Mon Oct 28 07:32:11 2002
> I noticed a bunch of really nice ham clues were getting skipped in some
> of my personal email's 'unsure' bucket. They were words like
> 'interconnection' and other longer techie-words. I added an option
> skip_max_word_size and tried boosting it to 20 (from the default of 12).
> cmp.py shows this (skip_max_word_size 12 on left, 20 on right)
> total unique fp went from 0 to 0 tied
> mean fp % went from 0.0 to 0.0 tied
> false negative percentages
> 0.000 0.277 lost +(was 0)
> 0.559 0.838 lost +49.91%
> 0.836 1.114 lost +33.25%
> 0.279 0.836 lost +199.64%
> won 0 times
> tied 0 times
> lost 4 times
> total unique fn went from 6 to 11 lost +83.33%
> mean fn % went from 0.418410855729 to 0.766214465324 lost +83.12%
> Unfortunately, cmp.py skips the important bit. My 'unsure' numbers
> went from 164 to 135!
Under the default costs, this would be judged close to a wash: 5 new fn @
$1 was a loss of $5, while 29 fewer unsure @ $.20 was a gain of $5.80.
table.py would show this more clearly, and the histogram analysis (which
table.py summarizes) would tell us whether you could have gotten just as
good an improvement by changing your ham_cutoff and spam_cutoff values (it's
impossible to guess that from what you posted).

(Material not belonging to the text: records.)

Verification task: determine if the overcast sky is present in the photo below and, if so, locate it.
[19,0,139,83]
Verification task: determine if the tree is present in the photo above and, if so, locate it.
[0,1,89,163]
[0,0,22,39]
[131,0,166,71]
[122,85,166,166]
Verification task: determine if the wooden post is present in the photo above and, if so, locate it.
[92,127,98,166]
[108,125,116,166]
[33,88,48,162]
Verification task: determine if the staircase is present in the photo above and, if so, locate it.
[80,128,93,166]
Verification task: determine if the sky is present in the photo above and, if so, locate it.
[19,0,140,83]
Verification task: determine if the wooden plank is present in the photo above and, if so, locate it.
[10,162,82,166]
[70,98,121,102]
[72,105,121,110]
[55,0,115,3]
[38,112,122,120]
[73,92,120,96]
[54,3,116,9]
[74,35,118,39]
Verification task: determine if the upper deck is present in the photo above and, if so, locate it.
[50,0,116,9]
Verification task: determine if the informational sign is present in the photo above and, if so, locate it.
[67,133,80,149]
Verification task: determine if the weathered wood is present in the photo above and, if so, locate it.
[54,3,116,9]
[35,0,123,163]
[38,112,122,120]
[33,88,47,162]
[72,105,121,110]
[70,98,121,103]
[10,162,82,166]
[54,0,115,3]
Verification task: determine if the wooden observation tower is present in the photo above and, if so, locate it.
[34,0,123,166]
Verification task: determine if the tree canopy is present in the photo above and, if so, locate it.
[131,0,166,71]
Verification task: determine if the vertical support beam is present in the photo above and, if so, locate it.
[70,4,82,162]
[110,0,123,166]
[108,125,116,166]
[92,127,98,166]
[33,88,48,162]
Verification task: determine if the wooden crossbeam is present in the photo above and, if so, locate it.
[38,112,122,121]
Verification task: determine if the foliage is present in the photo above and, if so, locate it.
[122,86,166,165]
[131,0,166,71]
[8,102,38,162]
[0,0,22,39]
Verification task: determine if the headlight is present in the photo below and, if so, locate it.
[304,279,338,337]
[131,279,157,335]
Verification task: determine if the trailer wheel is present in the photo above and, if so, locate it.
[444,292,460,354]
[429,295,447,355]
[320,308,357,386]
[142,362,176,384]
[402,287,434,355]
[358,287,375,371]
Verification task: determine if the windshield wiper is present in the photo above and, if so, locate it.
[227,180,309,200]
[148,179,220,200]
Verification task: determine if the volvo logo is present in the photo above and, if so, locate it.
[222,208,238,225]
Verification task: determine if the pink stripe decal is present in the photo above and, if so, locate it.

> I'm not sure if this is just something that's an artifact of my
> own data, or more general - if others could try it as well, it
> would be good.
It's something I haven't tried under chi-combining yet, so I will, but not
right now. In previous tests, boosting to 13 didn't have significant effect
on error rates but did boost the database size. This was before we had a
usable notion of middle ground, though, so I've no idea what effect those
older tests may have had on the unsure rate.